Tarzan shuffled from one foot to the other, hoped that he wasn't disturbing, and said he wanted to talk to me about my sister, who was visiting with me that year.
"My sister?" I was suddenly wide awake. I suppose brothers rarely think of their sisters as objects of desire, especially when their admirers are retired dwarf taxi drivers whose most passionate moments appear to come when blasting tiny birds out of the sky or while winning a game of backgammon in the village cafe.
"It's her boots," he said. My sister Eleni had come to the island after visiting England, where she had bought some smart black walking boots of a brand fashionable in the early 1990's. I had noticed the men in the village taking special note of her gait and Tarzan's visit now explained a great deal. We seated ourselves out of the sun on the veranda.
"They'd be perfect hunting boots. You can't get boots like those in Greece," he said.

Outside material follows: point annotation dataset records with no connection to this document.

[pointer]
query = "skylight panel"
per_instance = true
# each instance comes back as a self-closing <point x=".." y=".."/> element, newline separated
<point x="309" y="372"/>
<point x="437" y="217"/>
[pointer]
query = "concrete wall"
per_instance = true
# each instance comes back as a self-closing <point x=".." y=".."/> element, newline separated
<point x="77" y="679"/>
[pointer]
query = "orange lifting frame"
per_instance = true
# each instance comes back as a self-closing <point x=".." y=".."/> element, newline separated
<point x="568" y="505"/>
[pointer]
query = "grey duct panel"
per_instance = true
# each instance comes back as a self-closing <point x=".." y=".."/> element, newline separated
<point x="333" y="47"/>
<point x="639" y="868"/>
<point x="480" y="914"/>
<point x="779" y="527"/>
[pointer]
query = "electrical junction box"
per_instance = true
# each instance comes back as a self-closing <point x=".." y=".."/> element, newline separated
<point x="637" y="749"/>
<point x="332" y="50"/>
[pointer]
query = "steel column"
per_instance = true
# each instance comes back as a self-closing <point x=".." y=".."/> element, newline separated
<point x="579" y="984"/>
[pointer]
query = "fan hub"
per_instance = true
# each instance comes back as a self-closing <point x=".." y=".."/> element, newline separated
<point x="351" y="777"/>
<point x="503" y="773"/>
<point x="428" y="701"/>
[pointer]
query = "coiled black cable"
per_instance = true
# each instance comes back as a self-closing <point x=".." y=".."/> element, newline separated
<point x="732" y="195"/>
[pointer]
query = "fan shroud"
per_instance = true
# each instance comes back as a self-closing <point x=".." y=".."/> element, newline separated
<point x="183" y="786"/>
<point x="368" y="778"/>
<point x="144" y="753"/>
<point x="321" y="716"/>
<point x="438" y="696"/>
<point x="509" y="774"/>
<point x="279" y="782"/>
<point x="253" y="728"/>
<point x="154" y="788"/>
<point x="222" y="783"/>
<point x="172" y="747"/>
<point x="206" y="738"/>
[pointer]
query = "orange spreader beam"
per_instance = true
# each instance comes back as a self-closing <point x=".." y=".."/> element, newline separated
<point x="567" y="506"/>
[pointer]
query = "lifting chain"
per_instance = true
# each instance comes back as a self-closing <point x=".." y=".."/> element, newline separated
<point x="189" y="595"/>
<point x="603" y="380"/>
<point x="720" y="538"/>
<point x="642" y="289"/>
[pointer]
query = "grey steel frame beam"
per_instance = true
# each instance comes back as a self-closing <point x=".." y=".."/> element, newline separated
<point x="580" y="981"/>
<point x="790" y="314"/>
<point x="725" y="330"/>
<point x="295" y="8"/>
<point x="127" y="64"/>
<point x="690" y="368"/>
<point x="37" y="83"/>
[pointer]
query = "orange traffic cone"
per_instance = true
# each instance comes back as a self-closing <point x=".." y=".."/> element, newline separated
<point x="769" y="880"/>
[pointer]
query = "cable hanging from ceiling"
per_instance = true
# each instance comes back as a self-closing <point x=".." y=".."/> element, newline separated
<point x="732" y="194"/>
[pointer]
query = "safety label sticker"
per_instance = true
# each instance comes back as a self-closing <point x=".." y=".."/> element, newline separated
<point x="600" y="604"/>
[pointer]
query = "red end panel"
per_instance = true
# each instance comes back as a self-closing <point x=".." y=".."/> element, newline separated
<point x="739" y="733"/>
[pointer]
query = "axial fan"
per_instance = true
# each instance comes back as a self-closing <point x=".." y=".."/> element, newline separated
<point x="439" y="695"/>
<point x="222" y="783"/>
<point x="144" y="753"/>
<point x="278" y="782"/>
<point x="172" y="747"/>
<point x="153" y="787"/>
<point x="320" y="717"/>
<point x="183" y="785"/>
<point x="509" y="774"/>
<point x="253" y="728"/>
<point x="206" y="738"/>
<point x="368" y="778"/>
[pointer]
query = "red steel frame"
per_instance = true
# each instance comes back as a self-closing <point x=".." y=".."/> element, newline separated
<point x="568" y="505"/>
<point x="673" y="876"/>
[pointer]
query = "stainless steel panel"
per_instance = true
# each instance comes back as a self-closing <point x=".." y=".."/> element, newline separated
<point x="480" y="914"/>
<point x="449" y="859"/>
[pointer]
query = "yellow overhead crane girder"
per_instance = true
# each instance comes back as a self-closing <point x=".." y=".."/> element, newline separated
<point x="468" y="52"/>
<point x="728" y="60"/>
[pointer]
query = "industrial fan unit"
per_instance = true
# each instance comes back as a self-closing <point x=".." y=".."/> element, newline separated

"She bought them in England," I said. He asked how much and I told him the sum in drachmas. He rubbed his stubbled chin and at that moment caught sight of the very boots for which he had wandered through the screaming heat to wake me. He pounced on them, snapping one up greedily, and while caressing it in his palms in a manner that would have made his wife jealous, he showed me the workmanship, the springy soles, the double stitching. I had seen the same handling technique applied to ancient whiskies, handmade shooting weapons, and precious jewels, but never to a rubber-soled boot. His furrowed forehead glowed with desire.

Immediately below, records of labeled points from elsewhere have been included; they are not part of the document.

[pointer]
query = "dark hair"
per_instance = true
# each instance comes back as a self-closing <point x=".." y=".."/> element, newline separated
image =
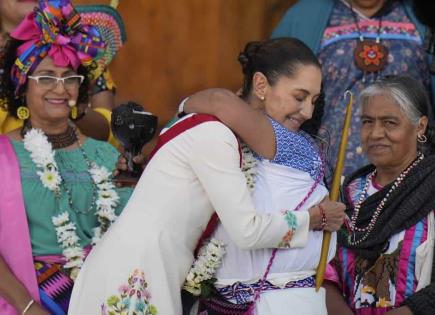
<point x="275" y="58"/>
<point x="7" y="87"/>
<point x="411" y="96"/>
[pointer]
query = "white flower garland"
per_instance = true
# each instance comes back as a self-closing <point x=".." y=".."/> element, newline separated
<point x="42" y="154"/>
<point x="204" y="267"/>
<point x="248" y="165"/>
<point x="211" y="254"/>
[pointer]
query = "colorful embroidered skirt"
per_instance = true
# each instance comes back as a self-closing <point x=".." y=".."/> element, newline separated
<point x="242" y="294"/>
<point x="55" y="287"/>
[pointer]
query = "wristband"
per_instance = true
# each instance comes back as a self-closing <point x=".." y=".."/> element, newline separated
<point x="323" y="214"/>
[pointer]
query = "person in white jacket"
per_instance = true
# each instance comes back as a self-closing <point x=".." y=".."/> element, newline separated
<point x="142" y="262"/>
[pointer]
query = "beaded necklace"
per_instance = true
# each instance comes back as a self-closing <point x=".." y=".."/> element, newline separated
<point x="369" y="228"/>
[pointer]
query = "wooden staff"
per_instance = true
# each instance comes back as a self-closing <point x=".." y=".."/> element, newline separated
<point x="335" y="190"/>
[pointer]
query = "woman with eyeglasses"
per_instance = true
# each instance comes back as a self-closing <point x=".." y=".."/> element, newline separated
<point x="96" y="112"/>
<point x="56" y="194"/>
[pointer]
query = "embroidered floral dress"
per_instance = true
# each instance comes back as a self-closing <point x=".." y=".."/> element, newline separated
<point x="41" y="205"/>
<point x="279" y="183"/>
<point x="391" y="279"/>
<point x="195" y="172"/>
<point x="406" y="55"/>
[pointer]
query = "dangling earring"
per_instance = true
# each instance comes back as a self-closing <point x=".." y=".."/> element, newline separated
<point x="74" y="110"/>
<point x="421" y="138"/>
<point x="23" y="113"/>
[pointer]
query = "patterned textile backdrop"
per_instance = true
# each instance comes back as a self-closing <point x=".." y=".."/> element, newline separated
<point x="177" y="47"/>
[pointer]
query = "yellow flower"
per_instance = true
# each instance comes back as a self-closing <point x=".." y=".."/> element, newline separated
<point x="369" y="290"/>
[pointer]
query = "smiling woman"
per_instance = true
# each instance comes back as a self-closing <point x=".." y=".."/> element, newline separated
<point x="59" y="198"/>
<point x="384" y="263"/>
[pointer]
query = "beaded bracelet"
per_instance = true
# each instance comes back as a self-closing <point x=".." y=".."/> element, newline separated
<point x="28" y="306"/>
<point x="323" y="214"/>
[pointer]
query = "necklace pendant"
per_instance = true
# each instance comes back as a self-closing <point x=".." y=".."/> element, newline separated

After Tarzan's initial ecstasy had subsided, he asked me if I was going to England soon. I wasn't. I said that I'd ask Eleni to send him some on her way back to Australia, but that I didn't know if she'd have time.

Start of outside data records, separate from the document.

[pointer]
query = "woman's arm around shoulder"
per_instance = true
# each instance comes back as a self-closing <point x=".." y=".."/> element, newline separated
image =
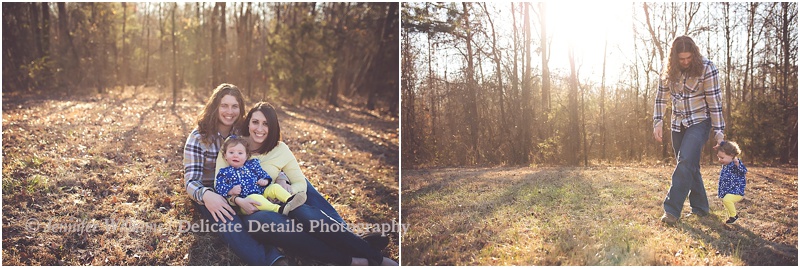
<point x="288" y="164"/>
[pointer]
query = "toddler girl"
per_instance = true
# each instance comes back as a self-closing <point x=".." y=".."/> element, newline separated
<point x="255" y="182"/>
<point x="731" y="178"/>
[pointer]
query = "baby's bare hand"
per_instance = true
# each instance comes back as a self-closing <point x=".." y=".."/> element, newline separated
<point x="236" y="190"/>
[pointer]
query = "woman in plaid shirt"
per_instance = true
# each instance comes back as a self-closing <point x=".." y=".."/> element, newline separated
<point x="223" y="109"/>
<point x="690" y="81"/>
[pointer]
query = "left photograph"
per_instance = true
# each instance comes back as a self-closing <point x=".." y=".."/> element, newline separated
<point x="200" y="134"/>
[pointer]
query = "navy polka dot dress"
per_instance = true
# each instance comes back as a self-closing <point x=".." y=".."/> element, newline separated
<point x="732" y="179"/>
<point x="246" y="176"/>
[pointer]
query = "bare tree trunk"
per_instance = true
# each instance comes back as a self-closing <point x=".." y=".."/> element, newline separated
<point x="215" y="53"/>
<point x="223" y="44"/>
<point x="545" y="59"/>
<point x="124" y="70"/>
<point x="174" y="58"/>
<point x="573" y="142"/>
<point x="603" y="104"/>
<point x="74" y="66"/>
<point x="500" y="87"/>
<point x="728" y="66"/>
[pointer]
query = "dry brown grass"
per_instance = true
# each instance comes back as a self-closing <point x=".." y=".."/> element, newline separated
<point x="88" y="158"/>
<point x="590" y="216"/>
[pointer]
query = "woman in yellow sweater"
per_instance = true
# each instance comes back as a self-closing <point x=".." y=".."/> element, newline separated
<point x="262" y="132"/>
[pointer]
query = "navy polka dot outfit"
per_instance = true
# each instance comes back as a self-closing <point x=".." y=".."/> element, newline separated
<point x="246" y="176"/>
<point x="732" y="179"/>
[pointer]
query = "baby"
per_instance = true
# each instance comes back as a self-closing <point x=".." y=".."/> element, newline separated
<point x="731" y="178"/>
<point x="255" y="183"/>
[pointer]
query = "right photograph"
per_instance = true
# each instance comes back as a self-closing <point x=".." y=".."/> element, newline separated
<point x="599" y="133"/>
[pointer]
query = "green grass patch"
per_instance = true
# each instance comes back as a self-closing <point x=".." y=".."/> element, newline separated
<point x="574" y="216"/>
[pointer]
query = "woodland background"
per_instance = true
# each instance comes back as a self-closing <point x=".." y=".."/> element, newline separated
<point x="98" y="99"/>
<point x="299" y="50"/>
<point x="499" y="102"/>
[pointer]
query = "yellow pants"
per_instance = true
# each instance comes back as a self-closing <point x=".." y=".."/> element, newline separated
<point x="273" y="191"/>
<point x="728" y="201"/>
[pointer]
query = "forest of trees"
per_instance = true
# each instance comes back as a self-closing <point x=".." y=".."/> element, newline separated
<point x="298" y="50"/>
<point x="499" y="103"/>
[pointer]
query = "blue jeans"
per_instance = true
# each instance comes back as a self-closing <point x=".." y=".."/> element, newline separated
<point x="686" y="179"/>
<point x="315" y="199"/>
<point x="242" y="243"/>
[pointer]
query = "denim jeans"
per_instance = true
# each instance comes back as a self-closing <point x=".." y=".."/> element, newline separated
<point x="242" y="243"/>
<point x="686" y="179"/>
<point x="315" y="199"/>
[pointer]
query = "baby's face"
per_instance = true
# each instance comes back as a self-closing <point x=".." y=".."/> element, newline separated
<point x="236" y="155"/>
<point x="724" y="158"/>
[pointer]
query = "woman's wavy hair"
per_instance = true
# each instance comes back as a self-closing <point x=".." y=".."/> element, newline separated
<point x="680" y="45"/>
<point x="208" y="120"/>
<point x="274" y="134"/>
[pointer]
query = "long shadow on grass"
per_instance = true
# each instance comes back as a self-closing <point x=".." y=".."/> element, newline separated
<point x="359" y="142"/>
<point x="446" y="247"/>
<point x="750" y="247"/>
<point x="572" y="217"/>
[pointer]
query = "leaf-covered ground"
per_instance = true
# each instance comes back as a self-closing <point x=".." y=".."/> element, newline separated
<point x="94" y="161"/>
<point x="590" y="216"/>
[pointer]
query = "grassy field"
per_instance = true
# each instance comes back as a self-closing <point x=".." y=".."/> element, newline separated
<point x="590" y="216"/>
<point x="117" y="158"/>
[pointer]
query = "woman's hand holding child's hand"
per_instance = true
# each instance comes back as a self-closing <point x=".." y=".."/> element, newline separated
<point x="236" y="190"/>
<point x="247" y="205"/>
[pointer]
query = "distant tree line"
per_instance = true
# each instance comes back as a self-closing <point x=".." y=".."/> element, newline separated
<point x="301" y="50"/>
<point x="497" y="102"/>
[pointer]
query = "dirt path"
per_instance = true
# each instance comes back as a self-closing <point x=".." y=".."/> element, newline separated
<point x="116" y="160"/>
<point x="590" y="216"/>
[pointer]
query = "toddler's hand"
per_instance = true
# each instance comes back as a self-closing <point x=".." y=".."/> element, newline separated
<point x="236" y="190"/>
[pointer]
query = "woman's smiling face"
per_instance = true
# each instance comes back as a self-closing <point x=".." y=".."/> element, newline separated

picture description "I'll tell you what we can do, my Dimitri," he leaned forward to me and his black eyes shone intensely, his hands never letting go of the smooth boot.
"On her way back to Australia she goes to England and buys the boots for me and I'll pay for them. I'll send it to her - in cash!" He slapped his right hand onto his thigh as if it were a wad of crisp new ten-thousand drachma notes.
"We can figure out the money later," I said. "I really don't know if she has time, Tarzan. We'll have to ask her. And there's the problem with the size - we can't be sure of the size." Tarzan ripped off his old shoe and plugged his foot into Eleni's boot before even a yelp of protest could pass my now widely parted lips. The smoothness of the whole movement recalls a well choreographed modern dance scene or, perhaps more appropriately, a deck of cards being dealt and palmed by a seasoned professional.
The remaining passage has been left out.